Can anyone post a better joke…that really can make me laugh to dead…… hahahahahahahahaha….
;”) that’s so hilarious!
While visiting a country school, the chairman of the Board Of Education became provoked at the noise the unruly students were making in the next room.
Angrily, he opened the door and grabbed one of the taller boys who seemed to be doing most of the talking. He dragged the boy to the next room and stood him in the corner.
A few minutes later, a small boy stuck his head in the room and pleaded, “Please, sir, may we have our teacher back?”
Q. Why did the surfer cross the road?
A. To catch the wave
These are litterly awesome, loveeeeee it. hahahha;) lol
I loved the one with the student being late.

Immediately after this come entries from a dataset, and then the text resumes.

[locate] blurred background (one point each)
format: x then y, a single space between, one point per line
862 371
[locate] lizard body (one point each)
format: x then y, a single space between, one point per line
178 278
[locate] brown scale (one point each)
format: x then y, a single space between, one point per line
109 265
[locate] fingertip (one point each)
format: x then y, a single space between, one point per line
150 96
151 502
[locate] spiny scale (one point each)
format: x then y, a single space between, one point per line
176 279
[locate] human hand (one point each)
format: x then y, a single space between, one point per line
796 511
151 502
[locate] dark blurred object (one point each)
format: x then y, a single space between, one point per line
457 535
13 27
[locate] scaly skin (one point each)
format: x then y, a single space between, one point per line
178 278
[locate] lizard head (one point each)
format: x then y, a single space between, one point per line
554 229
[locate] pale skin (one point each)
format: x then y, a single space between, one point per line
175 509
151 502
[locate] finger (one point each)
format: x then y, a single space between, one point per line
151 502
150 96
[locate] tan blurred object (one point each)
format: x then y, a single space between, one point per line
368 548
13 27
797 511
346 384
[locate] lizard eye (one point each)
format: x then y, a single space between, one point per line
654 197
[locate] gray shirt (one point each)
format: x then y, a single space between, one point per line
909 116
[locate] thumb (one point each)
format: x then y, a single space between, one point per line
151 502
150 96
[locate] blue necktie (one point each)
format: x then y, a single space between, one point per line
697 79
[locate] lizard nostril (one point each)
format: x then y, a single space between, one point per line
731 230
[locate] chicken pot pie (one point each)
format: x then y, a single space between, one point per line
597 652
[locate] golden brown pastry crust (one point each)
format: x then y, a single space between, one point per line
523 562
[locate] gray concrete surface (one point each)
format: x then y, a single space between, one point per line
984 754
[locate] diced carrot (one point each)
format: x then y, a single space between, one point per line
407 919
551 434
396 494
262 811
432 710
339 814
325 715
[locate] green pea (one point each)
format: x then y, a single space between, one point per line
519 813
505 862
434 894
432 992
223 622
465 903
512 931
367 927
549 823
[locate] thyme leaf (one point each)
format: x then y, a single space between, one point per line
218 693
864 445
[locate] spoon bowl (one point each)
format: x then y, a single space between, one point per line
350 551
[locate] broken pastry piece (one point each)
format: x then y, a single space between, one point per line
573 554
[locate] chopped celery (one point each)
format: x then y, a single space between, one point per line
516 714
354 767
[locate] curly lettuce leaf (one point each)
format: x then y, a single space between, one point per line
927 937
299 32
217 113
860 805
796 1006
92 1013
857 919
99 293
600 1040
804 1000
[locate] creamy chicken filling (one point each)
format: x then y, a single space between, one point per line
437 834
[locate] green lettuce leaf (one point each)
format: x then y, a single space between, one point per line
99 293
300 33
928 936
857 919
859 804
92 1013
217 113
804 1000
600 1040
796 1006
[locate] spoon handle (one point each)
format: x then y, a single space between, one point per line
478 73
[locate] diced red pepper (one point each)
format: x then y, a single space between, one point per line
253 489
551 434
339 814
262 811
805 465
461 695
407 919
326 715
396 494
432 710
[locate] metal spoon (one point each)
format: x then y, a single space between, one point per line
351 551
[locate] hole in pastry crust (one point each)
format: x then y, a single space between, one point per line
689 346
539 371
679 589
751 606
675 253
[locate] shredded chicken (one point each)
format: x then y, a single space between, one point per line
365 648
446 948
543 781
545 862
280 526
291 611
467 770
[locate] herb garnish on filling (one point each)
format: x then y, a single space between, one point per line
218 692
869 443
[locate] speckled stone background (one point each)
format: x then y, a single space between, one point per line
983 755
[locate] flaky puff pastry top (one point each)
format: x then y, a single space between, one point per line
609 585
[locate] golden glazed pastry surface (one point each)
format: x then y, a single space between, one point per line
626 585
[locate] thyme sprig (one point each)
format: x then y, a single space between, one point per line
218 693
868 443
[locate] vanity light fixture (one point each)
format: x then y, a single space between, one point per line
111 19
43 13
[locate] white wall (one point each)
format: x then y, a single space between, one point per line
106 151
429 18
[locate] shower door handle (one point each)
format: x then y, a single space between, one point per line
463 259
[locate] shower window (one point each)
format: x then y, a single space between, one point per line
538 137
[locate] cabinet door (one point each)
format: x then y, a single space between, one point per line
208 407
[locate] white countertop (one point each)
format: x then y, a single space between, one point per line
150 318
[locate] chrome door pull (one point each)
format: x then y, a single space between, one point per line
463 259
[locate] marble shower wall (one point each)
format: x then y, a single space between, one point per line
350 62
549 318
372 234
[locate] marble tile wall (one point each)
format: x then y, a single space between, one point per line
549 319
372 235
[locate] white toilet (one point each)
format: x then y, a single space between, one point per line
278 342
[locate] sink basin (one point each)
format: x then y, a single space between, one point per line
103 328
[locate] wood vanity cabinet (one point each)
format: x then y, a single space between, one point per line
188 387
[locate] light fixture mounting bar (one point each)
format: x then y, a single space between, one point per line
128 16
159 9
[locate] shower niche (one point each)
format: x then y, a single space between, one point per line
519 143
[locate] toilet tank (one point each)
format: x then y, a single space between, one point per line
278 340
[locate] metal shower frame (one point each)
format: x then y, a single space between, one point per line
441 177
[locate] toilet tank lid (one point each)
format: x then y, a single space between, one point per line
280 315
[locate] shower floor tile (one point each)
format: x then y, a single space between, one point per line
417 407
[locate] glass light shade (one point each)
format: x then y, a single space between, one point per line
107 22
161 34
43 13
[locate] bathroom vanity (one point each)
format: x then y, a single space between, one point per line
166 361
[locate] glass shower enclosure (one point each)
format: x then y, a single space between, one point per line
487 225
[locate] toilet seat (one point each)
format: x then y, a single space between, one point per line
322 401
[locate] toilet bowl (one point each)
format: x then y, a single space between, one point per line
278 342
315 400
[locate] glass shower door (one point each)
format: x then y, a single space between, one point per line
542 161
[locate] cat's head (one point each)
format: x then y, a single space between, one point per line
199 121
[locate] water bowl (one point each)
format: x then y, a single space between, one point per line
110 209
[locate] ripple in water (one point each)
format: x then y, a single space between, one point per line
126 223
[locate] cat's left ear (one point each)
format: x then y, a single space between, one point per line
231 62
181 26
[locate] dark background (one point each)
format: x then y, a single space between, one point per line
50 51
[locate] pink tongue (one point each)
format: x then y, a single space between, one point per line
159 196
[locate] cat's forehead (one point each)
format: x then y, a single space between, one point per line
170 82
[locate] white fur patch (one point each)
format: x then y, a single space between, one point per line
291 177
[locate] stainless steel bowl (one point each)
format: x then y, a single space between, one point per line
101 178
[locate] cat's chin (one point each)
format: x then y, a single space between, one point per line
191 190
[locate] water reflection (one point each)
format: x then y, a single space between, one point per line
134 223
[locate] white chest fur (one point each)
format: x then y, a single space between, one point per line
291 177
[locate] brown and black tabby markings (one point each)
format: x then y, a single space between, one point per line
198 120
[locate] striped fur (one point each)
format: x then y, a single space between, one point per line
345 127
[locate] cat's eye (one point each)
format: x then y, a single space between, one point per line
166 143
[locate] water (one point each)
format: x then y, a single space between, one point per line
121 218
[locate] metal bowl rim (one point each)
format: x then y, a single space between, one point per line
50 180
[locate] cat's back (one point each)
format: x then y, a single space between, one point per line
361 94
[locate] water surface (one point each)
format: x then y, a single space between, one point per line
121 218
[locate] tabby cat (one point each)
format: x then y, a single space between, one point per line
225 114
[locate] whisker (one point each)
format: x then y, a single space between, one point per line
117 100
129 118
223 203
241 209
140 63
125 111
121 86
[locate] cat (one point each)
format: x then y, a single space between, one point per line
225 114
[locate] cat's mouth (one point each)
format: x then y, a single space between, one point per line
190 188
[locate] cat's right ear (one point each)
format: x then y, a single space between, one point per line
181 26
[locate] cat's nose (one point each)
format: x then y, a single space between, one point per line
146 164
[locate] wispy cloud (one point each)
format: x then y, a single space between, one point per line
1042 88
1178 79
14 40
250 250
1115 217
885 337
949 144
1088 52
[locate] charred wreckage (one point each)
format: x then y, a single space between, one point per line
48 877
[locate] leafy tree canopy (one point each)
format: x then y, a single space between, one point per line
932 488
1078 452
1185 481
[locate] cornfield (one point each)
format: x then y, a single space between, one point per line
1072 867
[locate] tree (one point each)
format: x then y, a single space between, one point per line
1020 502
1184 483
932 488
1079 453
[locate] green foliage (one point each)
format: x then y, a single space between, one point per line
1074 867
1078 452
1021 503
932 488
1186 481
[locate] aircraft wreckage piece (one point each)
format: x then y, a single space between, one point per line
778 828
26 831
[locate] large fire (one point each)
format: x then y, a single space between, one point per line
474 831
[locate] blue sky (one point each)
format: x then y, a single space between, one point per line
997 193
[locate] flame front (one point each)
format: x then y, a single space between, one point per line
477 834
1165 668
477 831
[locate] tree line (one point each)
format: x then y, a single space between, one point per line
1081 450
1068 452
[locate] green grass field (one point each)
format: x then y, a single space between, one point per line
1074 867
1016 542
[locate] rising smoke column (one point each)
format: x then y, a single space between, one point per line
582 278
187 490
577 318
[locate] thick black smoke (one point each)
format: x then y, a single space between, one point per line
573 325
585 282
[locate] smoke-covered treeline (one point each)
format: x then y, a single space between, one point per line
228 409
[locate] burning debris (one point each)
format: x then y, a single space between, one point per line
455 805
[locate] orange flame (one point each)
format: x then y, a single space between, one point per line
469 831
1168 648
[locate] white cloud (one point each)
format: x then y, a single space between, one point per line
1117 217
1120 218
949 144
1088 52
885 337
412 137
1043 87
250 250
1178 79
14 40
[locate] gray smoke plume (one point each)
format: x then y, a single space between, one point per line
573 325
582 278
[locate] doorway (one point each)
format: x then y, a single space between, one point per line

but don’t think im like that
It was superb…
I liked the most of man to god…
HA!HA!HA!I LIKE THIS WEBSITE!
It is funny and I enjoy reading these jokes.
Q: What is the biggest room in the world?
A: The room for improvement!!
Q: Why do they say “An elephant never forgets!”?
A: Nobody ever asked him to remember anything!!
Q: What part of a car causes the most accidents?
A: The nut behind the wheel!!
Q: How can you tell when a politician is lying?
A: When his lips are moving!!
Q: Why did the computer cross the road?
A: It was programmed by a chicken!!
Really very interesting!!! and funny!!!!!!!!!!!!!!!!!!!
I LOVE IT!
As the boss I will always live the light bulb on for the co-worker to continue working, good for suppervisors.
IT WAS YAK !!!!!!!! THUU!!!!!!!!!! CHEE!!!!!!!!!!!!
Great site ……….full with education and fun!!!!!!!!!!!